# CSSD - Cubic smoothing splines for discontinuous signals
This is a reference implementation in Matlab for the algorithms described in the paper
**[M. Storath, A. Weinmann, "Smoothing splines for discontinuous signals", 2022](
https://doi.org/10.48550/arXiv.2211.12785)**
## Overview of main functionalities
1. **cssd.m** computes a cubic smoothing spline with discontinuities (CSSD) for data (x,y). It is a solution of the following model of a smoothing spline $f$ with a-priori unknown discontinuities $J$
$$\min_{f, J} p \sum_{i=1}^N \left(\frac{y_i - f(x_i)}{\delta_i}\right)^2 + (1-p) \int_{[x_1, x_N] \setminus J} (f''(t))^2 dt + \gamma |J|.$$
where
* $y_i = g(x_i) + \epsilon_i$ are samples of piecewise smooth function $g$ at data sites $x_1, \ldots, x_N$, and an estimate $\delta_i$ of the standard deviation of the errors $\epsilon_i$
* the minimum is taken over all possible sets of discontinuities between two data sites $J \subset [x_1, x_N]\setminus \{x_1, \ldots, x_N\}$
and all functions $f$ that are twice continuously differentiable away from the discontinuities.
* The model parameter $p \in (0, 1)$ controls the relative weight of the smoothness term (second term) and the data fidelity term.

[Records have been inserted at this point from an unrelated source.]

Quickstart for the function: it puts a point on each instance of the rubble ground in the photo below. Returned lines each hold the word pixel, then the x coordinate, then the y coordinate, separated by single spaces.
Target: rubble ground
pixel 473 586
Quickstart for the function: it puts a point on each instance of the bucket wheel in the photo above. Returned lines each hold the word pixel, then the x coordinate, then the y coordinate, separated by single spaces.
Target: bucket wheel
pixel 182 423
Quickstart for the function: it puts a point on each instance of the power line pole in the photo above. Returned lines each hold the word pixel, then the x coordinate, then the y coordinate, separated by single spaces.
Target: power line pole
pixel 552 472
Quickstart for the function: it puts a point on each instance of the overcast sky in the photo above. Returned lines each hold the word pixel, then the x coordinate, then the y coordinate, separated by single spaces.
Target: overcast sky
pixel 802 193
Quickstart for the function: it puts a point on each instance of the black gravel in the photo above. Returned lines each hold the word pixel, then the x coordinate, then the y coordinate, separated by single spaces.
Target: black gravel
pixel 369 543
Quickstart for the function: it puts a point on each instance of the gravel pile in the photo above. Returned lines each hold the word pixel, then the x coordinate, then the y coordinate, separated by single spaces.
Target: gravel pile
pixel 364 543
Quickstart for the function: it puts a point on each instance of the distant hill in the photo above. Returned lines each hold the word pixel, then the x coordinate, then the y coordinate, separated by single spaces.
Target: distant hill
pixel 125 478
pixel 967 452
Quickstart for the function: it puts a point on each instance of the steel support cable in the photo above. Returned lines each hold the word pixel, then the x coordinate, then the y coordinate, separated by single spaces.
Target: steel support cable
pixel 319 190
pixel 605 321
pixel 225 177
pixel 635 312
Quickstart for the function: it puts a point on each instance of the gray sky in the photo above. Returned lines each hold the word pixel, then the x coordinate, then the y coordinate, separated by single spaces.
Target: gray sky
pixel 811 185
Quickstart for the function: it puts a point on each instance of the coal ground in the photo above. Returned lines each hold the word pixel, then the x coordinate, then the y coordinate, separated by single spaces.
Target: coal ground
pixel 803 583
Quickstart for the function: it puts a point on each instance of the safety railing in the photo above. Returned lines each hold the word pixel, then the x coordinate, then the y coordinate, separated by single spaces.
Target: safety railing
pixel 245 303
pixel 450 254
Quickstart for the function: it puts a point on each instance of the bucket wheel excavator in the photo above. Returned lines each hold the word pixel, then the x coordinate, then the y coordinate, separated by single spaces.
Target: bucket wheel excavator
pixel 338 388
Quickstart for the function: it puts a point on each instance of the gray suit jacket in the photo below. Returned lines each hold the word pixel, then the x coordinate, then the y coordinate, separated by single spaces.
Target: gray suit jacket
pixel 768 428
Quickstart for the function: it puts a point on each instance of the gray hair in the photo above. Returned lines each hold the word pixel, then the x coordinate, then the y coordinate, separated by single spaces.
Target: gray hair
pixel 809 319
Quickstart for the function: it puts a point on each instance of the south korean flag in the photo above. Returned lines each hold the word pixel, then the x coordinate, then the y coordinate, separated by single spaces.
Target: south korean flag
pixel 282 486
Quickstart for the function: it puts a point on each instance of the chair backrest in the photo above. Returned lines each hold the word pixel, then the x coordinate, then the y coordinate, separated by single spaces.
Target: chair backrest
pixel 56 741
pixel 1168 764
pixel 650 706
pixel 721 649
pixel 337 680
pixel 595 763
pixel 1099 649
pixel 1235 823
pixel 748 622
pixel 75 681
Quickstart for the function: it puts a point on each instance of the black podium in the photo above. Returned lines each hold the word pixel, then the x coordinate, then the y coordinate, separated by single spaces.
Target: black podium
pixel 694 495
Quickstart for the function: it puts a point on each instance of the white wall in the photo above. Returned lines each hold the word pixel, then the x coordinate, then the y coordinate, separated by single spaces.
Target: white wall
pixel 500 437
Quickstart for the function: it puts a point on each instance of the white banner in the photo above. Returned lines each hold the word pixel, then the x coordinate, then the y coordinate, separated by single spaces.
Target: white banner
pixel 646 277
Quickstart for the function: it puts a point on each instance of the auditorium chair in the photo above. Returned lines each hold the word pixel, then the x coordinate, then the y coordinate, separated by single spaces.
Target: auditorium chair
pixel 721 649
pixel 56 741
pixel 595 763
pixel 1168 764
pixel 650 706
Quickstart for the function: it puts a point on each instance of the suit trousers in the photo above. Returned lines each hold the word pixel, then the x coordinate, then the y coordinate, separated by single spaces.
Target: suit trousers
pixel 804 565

* The last term is a penalty for the number of discontinuities $|J|$ weighted by a parameter $\gamma > 0.$
2. **cssd_cv.m** automatically determines values for the model parameters $p$ and $\gamma$ based on K-fold cross validation.
## Quickstart
1. Execute "install_cssd.m" which adds the folder and all subfolders to the Matlab path.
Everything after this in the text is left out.